Energy Trading Assistant
An intraday trading team wanted faster, trustworthy explanations of price moves and position changes during volatile windows. Their LLM-powered assistant pulled context from market notes, EFA calendars, strategy wikis, and trade logs, but responses sometimes “sounded right” without being grounded. We introduced a focused reliability program to raise faithfulness, cut latency at peaks, and keep costs predictable.
Objectives
-
Increase grounded-answer rate on trade and market queries.
-
Reduce unsupported claims and policy risks in operator-facing answers.
-
Hit a p95 latency budget suited to auction/renomination bursts.
-
Establish continuous oversight so quality doesn’t drift after releases.
Our Solution
We split the problem into dialogue and RAG layers. For RAG, we measured retrieval recall/precision, context sufficiency, and document freshness; for generation, we scored faithfulness and clarity, and tracked hallucination rate with targeted human spot-checks. We tuned chunking and metadata, swapped embeddings, introduced a re-ranker for time-sensitive content, and tightened prompts to enforce citations and claim boundaries. For the assistant’s behaviour, we added domain guardrails (PII, compliance phrasing, market-manipulation disclaimers) and created route-level scorecards with release thresholds.

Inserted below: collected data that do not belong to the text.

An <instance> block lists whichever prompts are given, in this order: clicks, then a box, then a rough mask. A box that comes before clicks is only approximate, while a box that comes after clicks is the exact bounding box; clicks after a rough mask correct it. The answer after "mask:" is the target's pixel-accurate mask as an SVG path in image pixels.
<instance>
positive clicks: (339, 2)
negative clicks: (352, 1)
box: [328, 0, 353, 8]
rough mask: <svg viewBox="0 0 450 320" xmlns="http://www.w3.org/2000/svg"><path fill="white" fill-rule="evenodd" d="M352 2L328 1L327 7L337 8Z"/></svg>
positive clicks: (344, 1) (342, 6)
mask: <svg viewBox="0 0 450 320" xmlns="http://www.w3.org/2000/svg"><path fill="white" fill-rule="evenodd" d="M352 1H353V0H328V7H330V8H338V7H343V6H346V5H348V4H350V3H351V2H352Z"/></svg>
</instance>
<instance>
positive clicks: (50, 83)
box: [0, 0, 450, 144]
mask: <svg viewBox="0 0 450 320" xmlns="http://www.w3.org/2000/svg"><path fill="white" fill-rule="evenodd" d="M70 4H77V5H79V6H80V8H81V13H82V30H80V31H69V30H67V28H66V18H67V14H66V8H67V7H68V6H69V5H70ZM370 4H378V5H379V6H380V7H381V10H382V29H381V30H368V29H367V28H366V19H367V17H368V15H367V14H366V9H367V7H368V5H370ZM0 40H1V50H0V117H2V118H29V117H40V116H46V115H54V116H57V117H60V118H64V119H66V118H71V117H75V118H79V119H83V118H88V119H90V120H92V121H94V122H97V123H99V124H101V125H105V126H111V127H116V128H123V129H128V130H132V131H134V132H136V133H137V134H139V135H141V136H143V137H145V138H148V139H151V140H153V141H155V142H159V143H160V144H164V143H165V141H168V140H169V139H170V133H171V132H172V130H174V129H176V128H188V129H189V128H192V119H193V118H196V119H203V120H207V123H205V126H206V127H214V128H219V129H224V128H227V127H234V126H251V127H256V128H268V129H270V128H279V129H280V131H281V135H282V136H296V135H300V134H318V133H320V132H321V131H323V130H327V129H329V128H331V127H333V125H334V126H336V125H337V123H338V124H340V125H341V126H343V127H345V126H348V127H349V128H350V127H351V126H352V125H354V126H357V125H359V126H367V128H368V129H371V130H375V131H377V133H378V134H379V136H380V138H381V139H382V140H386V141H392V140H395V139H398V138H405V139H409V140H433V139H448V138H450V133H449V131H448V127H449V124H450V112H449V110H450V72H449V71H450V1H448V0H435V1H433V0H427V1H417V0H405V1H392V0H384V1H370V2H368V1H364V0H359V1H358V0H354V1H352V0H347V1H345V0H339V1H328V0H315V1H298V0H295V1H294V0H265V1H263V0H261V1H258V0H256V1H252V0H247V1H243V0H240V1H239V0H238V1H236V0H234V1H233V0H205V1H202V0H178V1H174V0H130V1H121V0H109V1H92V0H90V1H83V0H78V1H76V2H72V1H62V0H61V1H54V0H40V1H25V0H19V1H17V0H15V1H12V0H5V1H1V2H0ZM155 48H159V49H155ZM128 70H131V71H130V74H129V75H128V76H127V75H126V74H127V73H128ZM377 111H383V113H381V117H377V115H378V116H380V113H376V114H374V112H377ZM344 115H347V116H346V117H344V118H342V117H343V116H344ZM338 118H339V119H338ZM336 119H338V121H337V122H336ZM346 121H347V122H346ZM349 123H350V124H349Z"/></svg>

Finally, we wired offline → canary → production evaluations into CI/CD with weekly “quality digests” for traders and product leads.
Implementation Highlights
1. RAG debugger: Side-by-side traces showing when retrieval missed vs. when generation drifted; instant links to source docs.
2. Time-aware retrieval: EFA window tags and recency re-ranking so current day notes out-weigh archived commentary.
3. Prompt refinements: Structured answer template with mandatory citations, uncertainty language for missing data, and escalation cues.
4. Performance envelope: Concurrency tests with replayed peak traffic; caching for stable snippets; intent-based model routing.
5. Safety & policy: Targeted red-team packs for jailbreaks and prompt injection; calibrated thresholds to avoid over-blocking operators.
Before → After
Before: “Gas price jump due to ‘capacity constraints’,” no source cited; 3.4s p95; two follow-ups needed.
After: “Within-day gas up 4.1% mainly from NCS maintenance (source: Ops-Alert-#412) and LDZ demand (source: Daily-Demand-Sheet). Confidence: medium; capacity data missing for Zone-B.” 2.3s p95; no follow-ups.
Collaboration
We ran short, instrumented cycles: define a reliability target, deploy a small change (retrieval, prompt, or route), and measure the movement on the scorecard. Traders reviewed weekly digests; engineering owned CI gates; product owned release thresholds.
Next Steps
Expand multilingual coverage for EU desks, add feature-flagged model mixtures for extreme volatility days, and integrate counterfactual data checks so new market notes can’t silently degrade grounding.